Building a website is typically expensive, but it is worth every penny to your business. A great website will bring in new leads and boost sales. But if you aren’t careful with the design, elements on your website can actually drive your leads away. It is important to avoid those common mistakes and focus on what will provide your visitor with an amazing experience instead.
Image via Flickr by axbom
One of the most annoying design elements to irritate your users is failing to design for mobile devices. The Pew Research Center found that by the end of 2014, 90 percent of American adults owned a cell phone and nearly half of all adults (42 percent) own a tablet. Over half (63 percent) say they are using their phones to browse the Internet. Internet pages are commonly designed for a laptop or desktop screen and do not translate well to smaller screens without responsive design.

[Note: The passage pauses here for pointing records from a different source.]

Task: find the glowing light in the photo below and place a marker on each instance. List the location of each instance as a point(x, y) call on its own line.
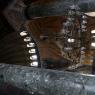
point(23, 33)
point(71, 40)
point(67, 48)
point(83, 26)
point(93, 31)
point(33, 57)
point(35, 64)
point(30, 45)
point(32, 51)
point(90, 14)
point(93, 44)
point(93, 36)
point(27, 39)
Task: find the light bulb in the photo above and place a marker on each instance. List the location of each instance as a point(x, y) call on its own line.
point(71, 40)
point(93, 44)
point(33, 57)
point(23, 33)
point(93, 31)
point(32, 51)
point(30, 45)
point(35, 64)
point(27, 39)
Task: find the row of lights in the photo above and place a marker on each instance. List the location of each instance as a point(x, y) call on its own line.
point(32, 50)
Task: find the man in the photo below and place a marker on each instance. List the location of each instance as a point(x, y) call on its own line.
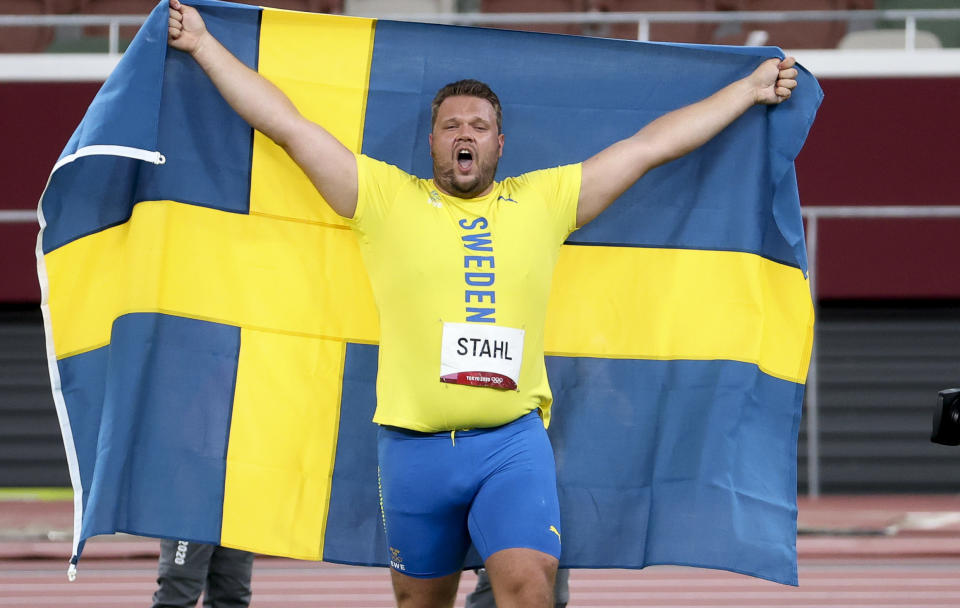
point(460, 267)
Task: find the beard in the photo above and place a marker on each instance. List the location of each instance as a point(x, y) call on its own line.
point(468, 186)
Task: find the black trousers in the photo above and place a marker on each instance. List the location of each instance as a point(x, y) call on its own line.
point(187, 569)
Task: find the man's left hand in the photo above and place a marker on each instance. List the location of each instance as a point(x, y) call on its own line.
point(774, 80)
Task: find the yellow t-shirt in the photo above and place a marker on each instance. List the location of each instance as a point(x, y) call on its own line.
point(440, 265)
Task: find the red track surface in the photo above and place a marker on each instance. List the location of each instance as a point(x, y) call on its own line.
point(885, 552)
point(903, 583)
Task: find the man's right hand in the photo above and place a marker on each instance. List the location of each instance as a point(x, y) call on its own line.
point(186, 28)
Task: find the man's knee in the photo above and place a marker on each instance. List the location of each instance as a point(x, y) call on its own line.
point(412, 592)
point(522, 577)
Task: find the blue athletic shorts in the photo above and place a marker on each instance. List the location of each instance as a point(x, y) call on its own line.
point(496, 487)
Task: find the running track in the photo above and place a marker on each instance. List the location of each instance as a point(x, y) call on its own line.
point(905, 582)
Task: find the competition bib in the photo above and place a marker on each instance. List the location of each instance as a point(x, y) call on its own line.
point(481, 355)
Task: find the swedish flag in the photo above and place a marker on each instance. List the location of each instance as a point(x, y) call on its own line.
point(212, 334)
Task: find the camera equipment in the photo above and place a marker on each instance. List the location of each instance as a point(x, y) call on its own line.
point(946, 418)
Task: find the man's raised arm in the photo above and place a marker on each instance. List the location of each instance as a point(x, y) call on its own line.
point(610, 172)
point(330, 166)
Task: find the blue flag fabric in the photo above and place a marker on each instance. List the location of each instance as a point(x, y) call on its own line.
point(193, 334)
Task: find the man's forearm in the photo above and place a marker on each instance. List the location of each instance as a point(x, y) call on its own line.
point(681, 131)
point(257, 100)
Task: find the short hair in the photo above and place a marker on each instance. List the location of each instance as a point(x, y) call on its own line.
point(467, 88)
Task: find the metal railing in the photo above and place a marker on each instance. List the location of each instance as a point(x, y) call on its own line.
point(643, 20)
point(813, 215)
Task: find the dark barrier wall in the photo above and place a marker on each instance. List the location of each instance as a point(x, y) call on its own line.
point(878, 141)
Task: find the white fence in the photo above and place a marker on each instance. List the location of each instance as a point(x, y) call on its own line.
point(643, 20)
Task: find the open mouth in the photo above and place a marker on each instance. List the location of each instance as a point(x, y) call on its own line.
point(464, 159)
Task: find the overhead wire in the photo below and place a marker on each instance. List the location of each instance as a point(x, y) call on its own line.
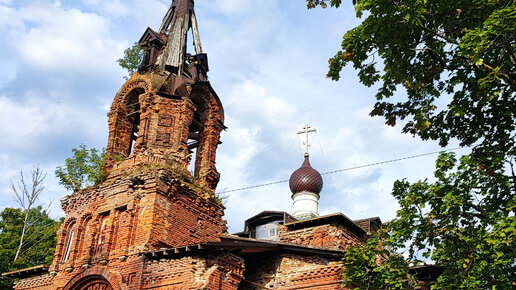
point(344, 169)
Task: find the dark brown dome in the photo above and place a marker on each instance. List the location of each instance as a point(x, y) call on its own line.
point(306, 179)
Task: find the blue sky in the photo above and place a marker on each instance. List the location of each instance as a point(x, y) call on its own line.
point(268, 60)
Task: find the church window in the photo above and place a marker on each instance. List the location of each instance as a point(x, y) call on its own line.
point(133, 119)
point(268, 231)
point(68, 246)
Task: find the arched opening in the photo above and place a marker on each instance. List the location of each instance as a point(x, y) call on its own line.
point(92, 282)
point(195, 131)
point(69, 240)
point(132, 120)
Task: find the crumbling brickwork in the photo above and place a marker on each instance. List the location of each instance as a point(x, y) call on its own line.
point(209, 271)
point(332, 236)
point(289, 271)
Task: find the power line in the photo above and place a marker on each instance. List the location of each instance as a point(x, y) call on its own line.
point(342, 170)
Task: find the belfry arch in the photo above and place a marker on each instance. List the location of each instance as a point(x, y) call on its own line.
point(125, 120)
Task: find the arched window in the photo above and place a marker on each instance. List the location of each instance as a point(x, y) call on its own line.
point(69, 246)
point(132, 119)
point(69, 237)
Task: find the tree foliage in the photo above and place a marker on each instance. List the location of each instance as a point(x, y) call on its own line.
point(462, 49)
point(456, 61)
point(132, 59)
point(40, 242)
point(83, 169)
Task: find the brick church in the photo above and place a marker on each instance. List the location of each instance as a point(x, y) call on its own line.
point(153, 224)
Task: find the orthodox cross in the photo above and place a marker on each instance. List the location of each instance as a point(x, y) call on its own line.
point(306, 129)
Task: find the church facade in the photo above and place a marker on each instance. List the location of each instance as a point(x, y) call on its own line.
point(154, 224)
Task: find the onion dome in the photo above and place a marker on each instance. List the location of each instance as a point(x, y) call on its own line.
point(306, 179)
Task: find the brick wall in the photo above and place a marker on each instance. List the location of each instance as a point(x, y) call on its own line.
point(210, 271)
point(333, 236)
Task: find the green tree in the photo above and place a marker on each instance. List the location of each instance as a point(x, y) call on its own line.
point(132, 59)
point(462, 53)
point(41, 239)
point(83, 169)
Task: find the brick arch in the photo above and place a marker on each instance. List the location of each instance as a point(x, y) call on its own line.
point(123, 121)
point(97, 276)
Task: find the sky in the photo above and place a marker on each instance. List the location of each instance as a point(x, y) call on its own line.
point(268, 60)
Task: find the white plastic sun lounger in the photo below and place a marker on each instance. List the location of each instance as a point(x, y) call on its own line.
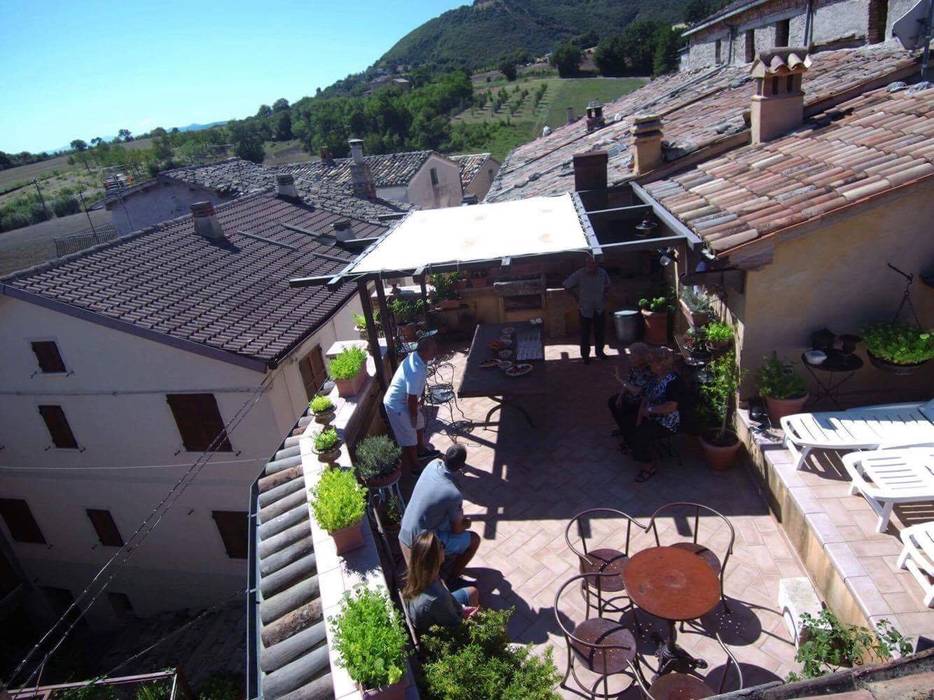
point(887, 477)
point(868, 428)
point(918, 557)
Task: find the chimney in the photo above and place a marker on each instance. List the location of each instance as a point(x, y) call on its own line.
point(360, 174)
point(778, 105)
point(285, 186)
point(206, 223)
point(646, 133)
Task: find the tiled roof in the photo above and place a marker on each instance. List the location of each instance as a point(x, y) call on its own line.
point(233, 296)
point(884, 139)
point(470, 165)
point(699, 108)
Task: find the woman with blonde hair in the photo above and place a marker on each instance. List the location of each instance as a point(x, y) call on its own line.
point(428, 601)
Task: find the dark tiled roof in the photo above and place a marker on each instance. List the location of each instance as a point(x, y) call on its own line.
point(231, 296)
point(699, 108)
point(885, 140)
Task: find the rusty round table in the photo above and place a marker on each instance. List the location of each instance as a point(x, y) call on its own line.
point(674, 584)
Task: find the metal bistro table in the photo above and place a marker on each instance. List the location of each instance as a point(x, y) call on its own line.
point(491, 382)
point(675, 585)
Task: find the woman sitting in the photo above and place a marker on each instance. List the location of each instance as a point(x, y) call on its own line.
point(428, 601)
point(657, 416)
point(624, 405)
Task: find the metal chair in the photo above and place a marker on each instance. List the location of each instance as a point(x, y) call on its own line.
point(690, 685)
point(604, 647)
point(717, 563)
point(603, 560)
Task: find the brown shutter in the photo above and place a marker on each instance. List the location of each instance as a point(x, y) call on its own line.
point(57, 424)
point(105, 527)
point(18, 518)
point(234, 530)
point(199, 421)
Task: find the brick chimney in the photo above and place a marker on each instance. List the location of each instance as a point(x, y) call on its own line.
point(206, 223)
point(285, 186)
point(778, 105)
point(646, 131)
point(360, 174)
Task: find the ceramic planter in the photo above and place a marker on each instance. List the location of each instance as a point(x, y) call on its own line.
point(656, 327)
point(779, 408)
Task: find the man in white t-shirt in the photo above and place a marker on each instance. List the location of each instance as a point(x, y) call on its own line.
point(402, 400)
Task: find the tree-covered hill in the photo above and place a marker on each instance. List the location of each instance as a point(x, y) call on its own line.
point(478, 35)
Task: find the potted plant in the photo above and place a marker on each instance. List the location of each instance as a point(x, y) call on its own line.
point(655, 315)
point(327, 446)
point(897, 347)
point(338, 504)
point(323, 409)
point(348, 371)
point(377, 461)
point(784, 390)
point(372, 644)
point(718, 393)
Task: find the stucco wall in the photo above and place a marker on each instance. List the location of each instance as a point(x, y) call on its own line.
point(836, 277)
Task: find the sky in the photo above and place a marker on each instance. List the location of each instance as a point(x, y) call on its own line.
point(84, 68)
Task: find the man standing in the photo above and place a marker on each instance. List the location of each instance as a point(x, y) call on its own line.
point(591, 287)
point(437, 505)
point(402, 403)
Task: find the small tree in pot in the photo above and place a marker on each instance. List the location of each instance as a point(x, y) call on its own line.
point(784, 390)
point(718, 394)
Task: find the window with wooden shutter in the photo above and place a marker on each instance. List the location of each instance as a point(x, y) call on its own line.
point(105, 527)
point(233, 526)
point(313, 371)
point(47, 355)
point(18, 518)
point(59, 429)
point(199, 422)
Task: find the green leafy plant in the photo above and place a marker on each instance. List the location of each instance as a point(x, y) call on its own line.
point(348, 363)
point(777, 379)
point(829, 643)
point(320, 404)
point(475, 660)
point(338, 500)
point(377, 455)
point(899, 343)
point(370, 639)
point(327, 440)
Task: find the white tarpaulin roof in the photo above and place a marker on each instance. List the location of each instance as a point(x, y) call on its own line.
point(480, 232)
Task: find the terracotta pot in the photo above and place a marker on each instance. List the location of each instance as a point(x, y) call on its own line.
point(779, 408)
point(720, 458)
point(348, 538)
point(656, 327)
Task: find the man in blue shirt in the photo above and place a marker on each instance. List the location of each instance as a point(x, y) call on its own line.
point(437, 505)
point(402, 403)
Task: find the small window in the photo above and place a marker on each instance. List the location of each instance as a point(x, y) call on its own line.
point(18, 518)
point(59, 429)
point(105, 527)
point(199, 422)
point(234, 531)
point(49, 358)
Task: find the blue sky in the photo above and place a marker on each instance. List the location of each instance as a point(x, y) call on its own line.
point(81, 68)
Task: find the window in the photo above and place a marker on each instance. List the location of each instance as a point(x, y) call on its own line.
point(105, 527)
point(233, 528)
point(47, 355)
point(313, 372)
point(18, 518)
point(781, 32)
point(199, 422)
point(59, 429)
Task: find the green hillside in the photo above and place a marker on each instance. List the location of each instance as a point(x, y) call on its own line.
point(477, 35)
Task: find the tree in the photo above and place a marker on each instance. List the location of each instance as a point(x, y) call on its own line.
point(566, 57)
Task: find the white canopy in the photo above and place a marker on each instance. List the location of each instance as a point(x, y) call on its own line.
point(534, 226)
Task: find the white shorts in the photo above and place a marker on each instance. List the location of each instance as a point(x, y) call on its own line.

Responsive design allows a website to adjust based on the screen size. Whether the user is on a laptop, tablet, desktop, iPhone, Android, or something else, the design elements adjust so that the navigation is easy, the buttons are big enough, the font is readable, and the images fit on the screen. Design for a mobile phone is typically one long, scrolling page, while a larger computer screen utilizes a longer, horizontal layout.
If you’ve ever used a site that recommended new products based on items you had looked at or purchased (EBay, Amazon, Blinq, Finish Line, etc.), then you have seen predictive personalization at work. You can set up your website to give the customer a customized experience based on previous actions.
Be careful not to get too aggressive with this and cause a Big Brother scare; technologically based companies have recently been causing concern over how much information is collected and retained on individuals. Stick with the expected (information based on purchases or views on your site), and don’t mine information that wasn’t handed directly to you by your customer.
Image via Flickr by odolphie
Websites are like small mazes when their navigation is not straightforward. Remember that your design should make the user able to get where he or she needs to go in as few clicks as possible (especially if users are heading towards purchase). You will need a website designer who understands good page navigation, efficient design, and user expectations, which is highly dependent on your target audience.
Upfront Promo Codes
It’s more than annoying when a company requires you to get halfway through the checkout process before showing what your promo code can do. Some companies allow you to select or enter promo codes at the beginning of your visit to keep your discount visible and allow you to watch how each item added to the cart reflects the discount.
At the end of your design process, the goal is to have a website all about the customer experience and not about you as the business owner. With user-friendly design, customers will be more likely to stay on the page and have a good look around.